Cuando visitas cualquier cementerio antiguo se te encoge el corazón al comprobar que buena parte de las tumbas albergan niños, desde bebés de días a chavalillos de tres o cuatro años. Hace apenas un siglo lo normal era irse antes de tiempo. La primera infancia era un período crítico del que salían adelante solo algunos, los más fuertes. Eso ha quedado atrás y hoy es raro que un niño se quede por el camino. Por eso muchos dan por sentado que todos vamos a vivir ochenta, noventa e incluso más años. Hay quien sueña con alcanzar los 120. Bruce Willis arrastra una enfermedad degenerativa desde hace tiempo. Por lo que publican sus familiares, ha empeorado de forma drástica y comentan «nadie sabe cuánto le queda».

El actor tiene 68 años, por lo que un siglo atrás sería considerado un anciano. Lo trágico de esta situación es que la frase es aplicable a todos nosotros. ¿Quién conoce la fecha de su muerte? ¿Por qué damos por sentado que nos queda mucho tiempo? Todos los días comprobamos que esto no funciona así, que la vida es cualquier cosa menos predecible. Que nuestros padres o abuelos hayan llegado a la vejez con buena salud no garantiza que a ti vaya a pasarte lo mismo. ¿No has visto caer a tu lado a un familiar, compañero de trabajo o amigo en la treintena, a los cincuenta, antes de cumplir los sesenta?
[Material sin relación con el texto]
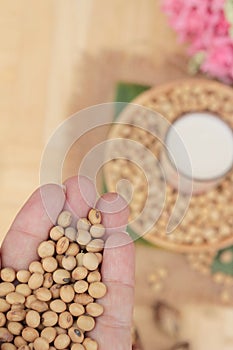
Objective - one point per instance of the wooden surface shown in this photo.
(204, 321)
(59, 56)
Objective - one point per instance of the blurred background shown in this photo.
(58, 57)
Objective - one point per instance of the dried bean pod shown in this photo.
(62, 341)
(76, 335)
(8, 274)
(94, 216)
(33, 319)
(86, 323)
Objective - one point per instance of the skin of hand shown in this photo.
(32, 225)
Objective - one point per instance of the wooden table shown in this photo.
(59, 56)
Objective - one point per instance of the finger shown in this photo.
(80, 196)
(115, 212)
(113, 328)
(31, 226)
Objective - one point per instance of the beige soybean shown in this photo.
(94, 309)
(2, 319)
(41, 344)
(77, 347)
(49, 318)
(59, 258)
(62, 341)
(36, 266)
(65, 320)
(97, 290)
(39, 306)
(43, 294)
(94, 276)
(36, 280)
(94, 216)
(8, 346)
(15, 328)
(67, 293)
(46, 249)
(24, 347)
(23, 276)
(90, 344)
(69, 262)
(95, 246)
(19, 341)
(16, 315)
(29, 300)
(30, 334)
(90, 261)
(83, 224)
(76, 335)
(79, 259)
(58, 305)
(49, 333)
(56, 233)
(83, 299)
(99, 257)
(83, 237)
(8, 274)
(62, 245)
(85, 323)
(17, 307)
(48, 280)
(79, 273)
(49, 264)
(55, 290)
(70, 233)
(4, 306)
(6, 288)
(97, 230)
(76, 309)
(32, 319)
(15, 298)
(23, 289)
(60, 330)
(64, 219)
(81, 286)
(73, 249)
(61, 276)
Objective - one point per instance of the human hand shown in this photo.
(32, 225)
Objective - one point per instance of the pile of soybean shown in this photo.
(54, 303)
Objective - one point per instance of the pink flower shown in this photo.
(203, 24)
(219, 60)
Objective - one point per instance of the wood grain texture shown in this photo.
(59, 56)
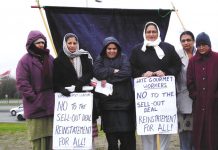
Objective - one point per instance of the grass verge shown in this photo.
(12, 128)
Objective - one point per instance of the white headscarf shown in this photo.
(155, 44)
(75, 59)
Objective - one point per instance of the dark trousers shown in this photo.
(127, 140)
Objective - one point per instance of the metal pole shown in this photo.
(46, 27)
(178, 16)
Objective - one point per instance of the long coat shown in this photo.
(37, 101)
(202, 82)
(149, 61)
(65, 73)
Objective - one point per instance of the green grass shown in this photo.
(12, 127)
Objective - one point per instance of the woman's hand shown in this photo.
(159, 73)
(103, 83)
(116, 70)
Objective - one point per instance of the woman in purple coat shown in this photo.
(202, 82)
(34, 81)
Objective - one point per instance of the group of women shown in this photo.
(39, 76)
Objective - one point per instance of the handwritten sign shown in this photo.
(72, 127)
(155, 99)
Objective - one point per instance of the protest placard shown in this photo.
(155, 99)
(72, 127)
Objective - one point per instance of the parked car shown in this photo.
(20, 116)
(15, 110)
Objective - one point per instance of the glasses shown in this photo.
(39, 43)
(186, 40)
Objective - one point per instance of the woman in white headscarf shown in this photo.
(73, 66)
(154, 58)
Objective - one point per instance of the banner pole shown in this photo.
(178, 16)
(46, 27)
(158, 141)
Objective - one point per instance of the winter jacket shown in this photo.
(202, 82)
(38, 102)
(142, 62)
(65, 73)
(122, 97)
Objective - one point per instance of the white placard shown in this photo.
(156, 111)
(72, 127)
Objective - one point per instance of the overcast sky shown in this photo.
(18, 18)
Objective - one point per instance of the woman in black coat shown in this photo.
(154, 58)
(117, 110)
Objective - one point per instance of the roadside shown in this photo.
(20, 141)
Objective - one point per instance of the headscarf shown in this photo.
(155, 43)
(75, 56)
(42, 55)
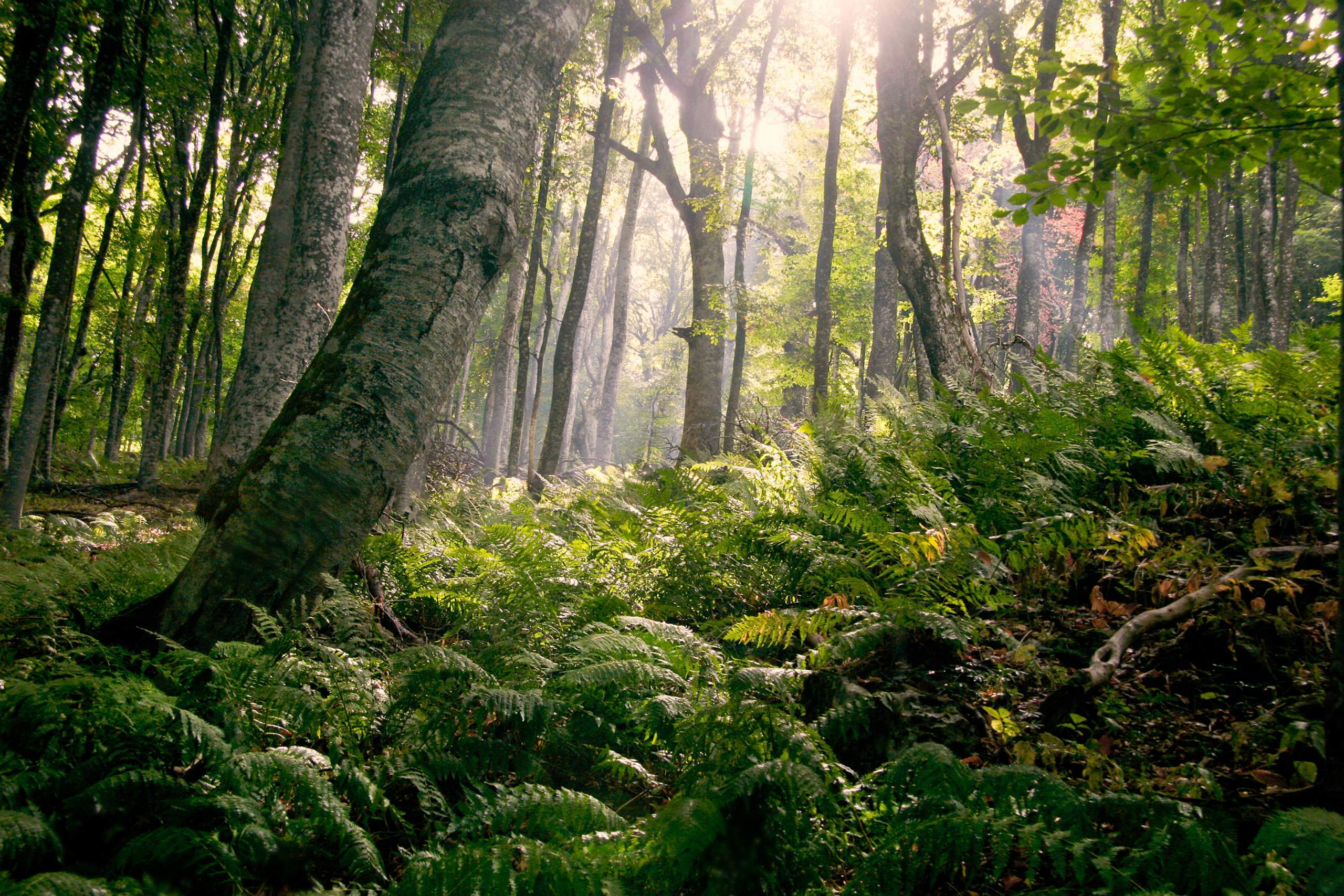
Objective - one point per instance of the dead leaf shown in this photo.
(1269, 778)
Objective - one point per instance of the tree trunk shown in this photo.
(301, 262)
(901, 108)
(830, 196)
(522, 394)
(886, 294)
(1108, 312)
(58, 296)
(1211, 318)
(34, 31)
(310, 493)
(500, 400)
(620, 307)
(741, 304)
(699, 206)
(555, 445)
(1146, 258)
(1266, 292)
(1070, 340)
(1281, 311)
(25, 253)
(185, 219)
(1184, 309)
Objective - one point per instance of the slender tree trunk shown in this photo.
(1211, 316)
(25, 254)
(401, 94)
(186, 218)
(1146, 258)
(830, 196)
(886, 294)
(1072, 338)
(310, 493)
(35, 29)
(301, 262)
(944, 331)
(555, 446)
(58, 296)
(500, 406)
(620, 307)
(1281, 311)
(1266, 220)
(741, 299)
(1245, 288)
(534, 268)
(1109, 312)
(1184, 307)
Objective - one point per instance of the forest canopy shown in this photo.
(671, 446)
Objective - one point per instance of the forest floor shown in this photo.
(816, 667)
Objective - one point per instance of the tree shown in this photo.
(1033, 141)
(557, 442)
(312, 489)
(904, 69)
(58, 296)
(301, 263)
(740, 241)
(620, 304)
(826, 246)
(699, 205)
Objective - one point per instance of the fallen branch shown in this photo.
(374, 582)
(1107, 661)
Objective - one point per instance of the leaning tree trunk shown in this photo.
(830, 195)
(58, 296)
(901, 107)
(301, 261)
(323, 473)
(620, 308)
(555, 445)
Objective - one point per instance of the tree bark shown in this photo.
(534, 268)
(1211, 318)
(699, 205)
(830, 196)
(1146, 258)
(886, 294)
(1281, 311)
(555, 445)
(1184, 307)
(301, 262)
(741, 300)
(185, 208)
(35, 29)
(1070, 340)
(1108, 312)
(58, 296)
(505, 368)
(620, 307)
(306, 499)
(901, 108)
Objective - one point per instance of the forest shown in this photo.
(671, 448)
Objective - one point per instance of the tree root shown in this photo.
(1105, 662)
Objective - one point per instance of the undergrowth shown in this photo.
(800, 669)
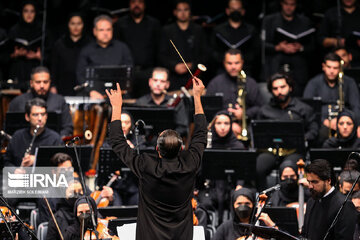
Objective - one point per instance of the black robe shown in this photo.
(320, 214)
(165, 185)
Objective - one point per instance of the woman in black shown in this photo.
(346, 132)
(242, 205)
(222, 134)
(25, 58)
(65, 55)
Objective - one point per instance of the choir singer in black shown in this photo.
(167, 177)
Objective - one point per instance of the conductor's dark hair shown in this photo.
(39, 69)
(233, 51)
(102, 17)
(169, 143)
(356, 195)
(278, 76)
(60, 158)
(34, 102)
(323, 169)
(348, 176)
(331, 56)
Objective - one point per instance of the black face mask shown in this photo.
(87, 220)
(236, 16)
(289, 184)
(243, 211)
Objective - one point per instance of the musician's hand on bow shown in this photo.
(237, 111)
(28, 160)
(115, 98)
(267, 220)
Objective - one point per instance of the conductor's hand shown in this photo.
(115, 96)
(116, 102)
(198, 87)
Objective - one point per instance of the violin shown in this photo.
(99, 199)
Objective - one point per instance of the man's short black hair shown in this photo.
(278, 76)
(331, 56)
(323, 169)
(60, 158)
(39, 69)
(169, 143)
(34, 102)
(233, 51)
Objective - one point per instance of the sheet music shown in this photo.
(233, 46)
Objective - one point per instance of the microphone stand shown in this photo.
(82, 182)
(342, 205)
(32, 234)
(7, 225)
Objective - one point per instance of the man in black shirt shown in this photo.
(167, 177)
(40, 83)
(17, 153)
(236, 34)
(324, 204)
(158, 84)
(141, 33)
(331, 34)
(226, 84)
(281, 52)
(104, 51)
(326, 86)
(190, 40)
(284, 107)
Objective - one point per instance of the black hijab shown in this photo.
(227, 142)
(351, 141)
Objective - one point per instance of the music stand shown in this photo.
(15, 227)
(285, 218)
(106, 76)
(267, 232)
(211, 104)
(223, 164)
(43, 155)
(337, 157)
(16, 120)
(119, 211)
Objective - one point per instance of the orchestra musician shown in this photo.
(243, 203)
(166, 177)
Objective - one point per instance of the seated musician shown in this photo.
(18, 152)
(346, 132)
(222, 134)
(347, 179)
(283, 106)
(222, 138)
(81, 207)
(159, 83)
(242, 205)
(40, 83)
(289, 191)
(63, 207)
(125, 189)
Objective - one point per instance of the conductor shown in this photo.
(166, 177)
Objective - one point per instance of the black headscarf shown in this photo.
(227, 142)
(74, 229)
(248, 193)
(351, 141)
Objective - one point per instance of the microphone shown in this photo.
(72, 141)
(81, 86)
(272, 189)
(5, 135)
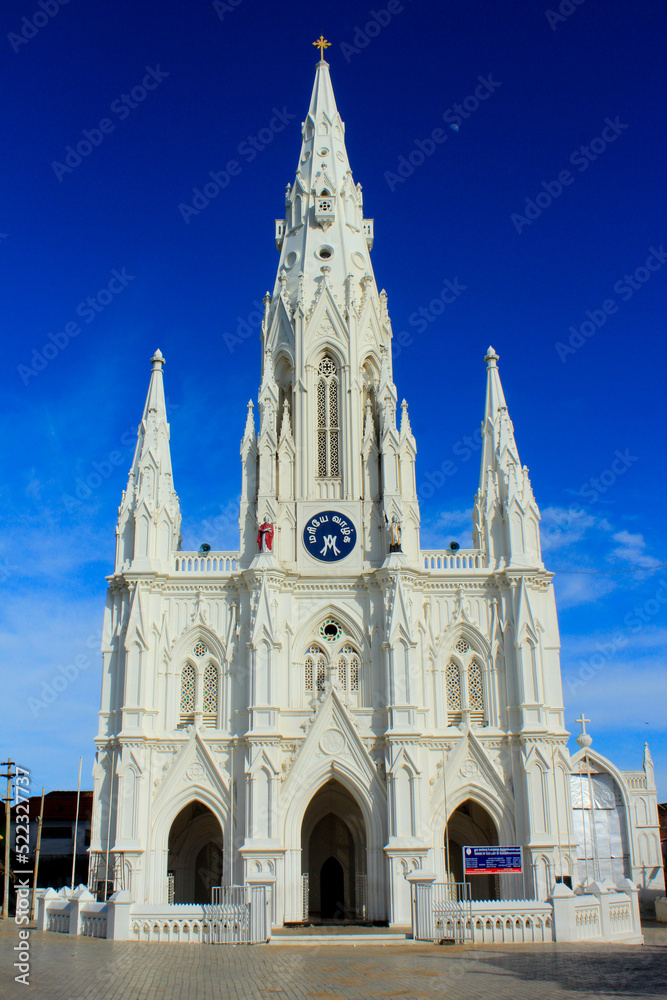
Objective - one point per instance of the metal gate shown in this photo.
(238, 915)
(452, 912)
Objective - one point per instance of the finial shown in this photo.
(584, 740)
(157, 360)
(491, 358)
(322, 44)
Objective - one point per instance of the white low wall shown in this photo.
(598, 911)
(120, 919)
(595, 912)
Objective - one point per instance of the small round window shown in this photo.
(330, 630)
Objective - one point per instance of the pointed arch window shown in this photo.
(453, 683)
(210, 700)
(475, 692)
(328, 463)
(188, 690)
(348, 668)
(315, 669)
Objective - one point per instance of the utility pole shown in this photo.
(8, 821)
(38, 847)
(76, 823)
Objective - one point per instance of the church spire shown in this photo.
(506, 516)
(323, 221)
(149, 517)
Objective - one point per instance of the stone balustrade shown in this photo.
(205, 564)
(443, 561)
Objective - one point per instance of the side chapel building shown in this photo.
(323, 709)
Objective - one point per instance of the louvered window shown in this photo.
(328, 459)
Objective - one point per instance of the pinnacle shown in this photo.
(491, 358)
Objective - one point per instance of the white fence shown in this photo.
(596, 912)
(240, 915)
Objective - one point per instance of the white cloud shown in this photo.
(454, 519)
(565, 526)
(573, 589)
(630, 548)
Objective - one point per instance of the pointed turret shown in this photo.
(324, 211)
(149, 517)
(506, 517)
(326, 349)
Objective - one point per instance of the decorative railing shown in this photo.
(587, 921)
(211, 562)
(58, 920)
(511, 922)
(240, 916)
(446, 560)
(94, 924)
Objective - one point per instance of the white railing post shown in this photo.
(43, 899)
(421, 883)
(563, 902)
(260, 920)
(77, 899)
(118, 915)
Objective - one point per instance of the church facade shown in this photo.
(331, 707)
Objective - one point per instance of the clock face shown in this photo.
(329, 536)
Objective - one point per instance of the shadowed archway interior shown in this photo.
(471, 826)
(195, 854)
(333, 844)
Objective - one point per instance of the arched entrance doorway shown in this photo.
(195, 854)
(471, 826)
(333, 855)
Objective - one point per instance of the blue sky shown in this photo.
(570, 132)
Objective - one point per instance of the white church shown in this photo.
(331, 707)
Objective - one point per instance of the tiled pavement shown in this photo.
(64, 968)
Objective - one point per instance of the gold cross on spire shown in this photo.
(322, 44)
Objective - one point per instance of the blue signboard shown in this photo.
(329, 536)
(492, 860)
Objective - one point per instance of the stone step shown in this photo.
(320, 938)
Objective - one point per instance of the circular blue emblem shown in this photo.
(329, 536)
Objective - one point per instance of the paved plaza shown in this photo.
(64, 968)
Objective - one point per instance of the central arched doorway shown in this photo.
(195, 854)
(471, 826)
(333, 854)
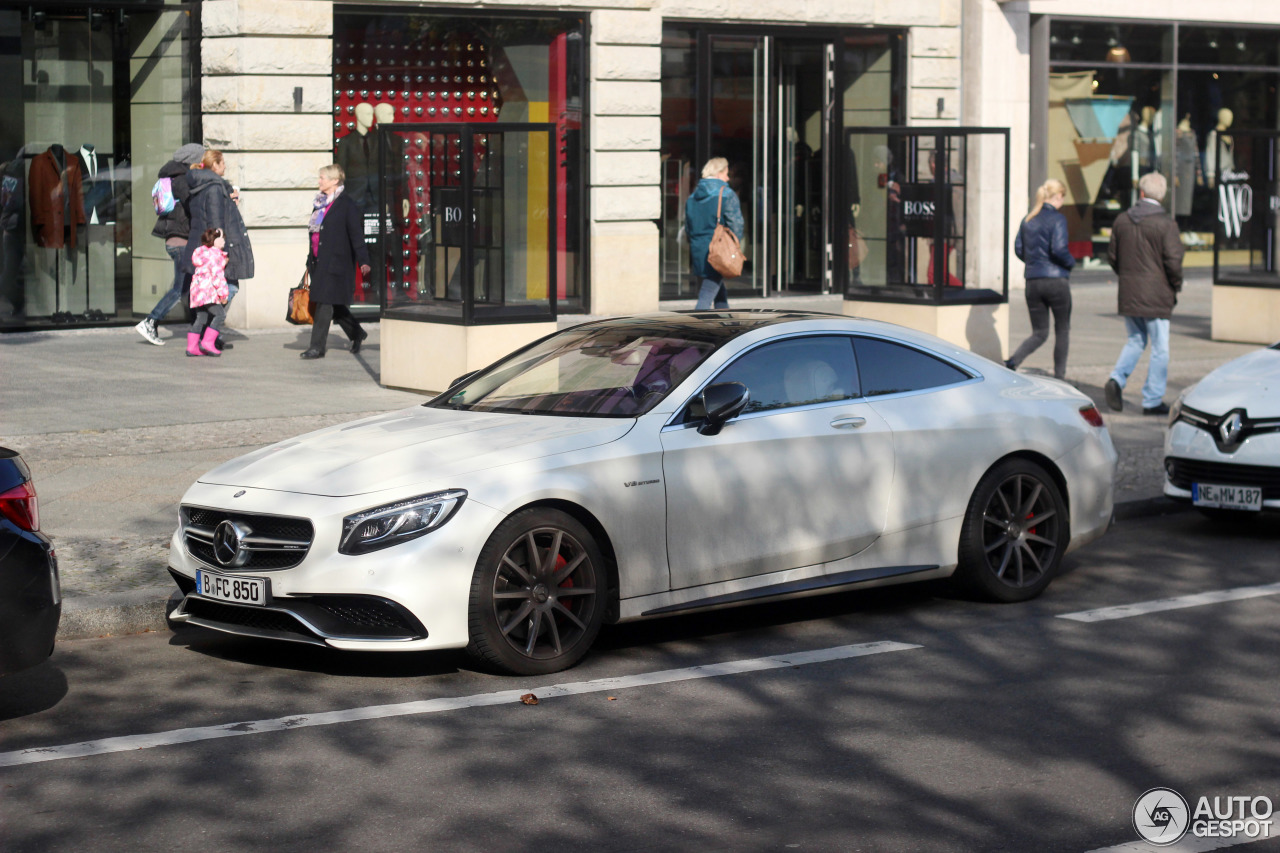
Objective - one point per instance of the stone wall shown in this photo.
(255, 54)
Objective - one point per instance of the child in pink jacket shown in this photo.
(209, 293)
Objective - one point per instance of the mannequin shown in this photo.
(357, 158)
(385, 114)
(1187, 173)
(56, 199)
(1211, 165)
(96, 181)
(1146, 141)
Parece que queremos vivir en un anuncio publicitario, de esos que nos venden siempre cuerpos perfectos, dentaduras blanquísimas, sonrisas de infarto, niños rubios y cochazos de lujo. Todo falso, en realidad nunca hemos conocido a alguien así. La vida real es –incluso ahora que se acerca la edulcorada Navidad– dramática la mayor parte del tiempo. La felicidad se mide en días, el duelo en años.